Optical sensing of the initial stages in the growth and development of fibrin clot

Thrombus formation is a surface phenomenon which is always initiated upon a surface. It makes optical surface sensing systems very reasonable and promising tools for its monitoring and study. We evaluated the feasibility to follow the enzymatic conversion of surface-bound fibrinogen by thrombin to fibrin monomer and possible complex formation between surface-bound fibrin monomer and fibrinogen in solution using a surface plasmon resonance (SPR) sensor. For the investigations of optical properties of immobilised molecular layers, the Kretschmann geometry of the attenuated total reflection (ATR) method was utilised. Density of fibrinogen bound to the surface depended on the concentration of fibrinogen in solution during the adsorption process. A fibrinogen monolayer was always formed. Fibrinogen in solution did not bind to surface-bound fibrinogen.

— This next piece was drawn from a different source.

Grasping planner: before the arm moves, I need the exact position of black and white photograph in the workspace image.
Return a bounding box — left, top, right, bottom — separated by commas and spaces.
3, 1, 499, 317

Bound fibrinogen converted by thrombin to fibrin monomer interacted (rather slowly) with fibrinogen in solution. The rate of adsorption depended upon immobilised fibrin monomer density, fibrinogen concentration in solution, and on the presence of calcium ions. At low fibrin monomer density, the second layer was formed that contained about the same amount of protein as the first layer, at higher fibrin monomer concentration less than one molecule of fibrinogen per molecule of fibrin monomer was captured.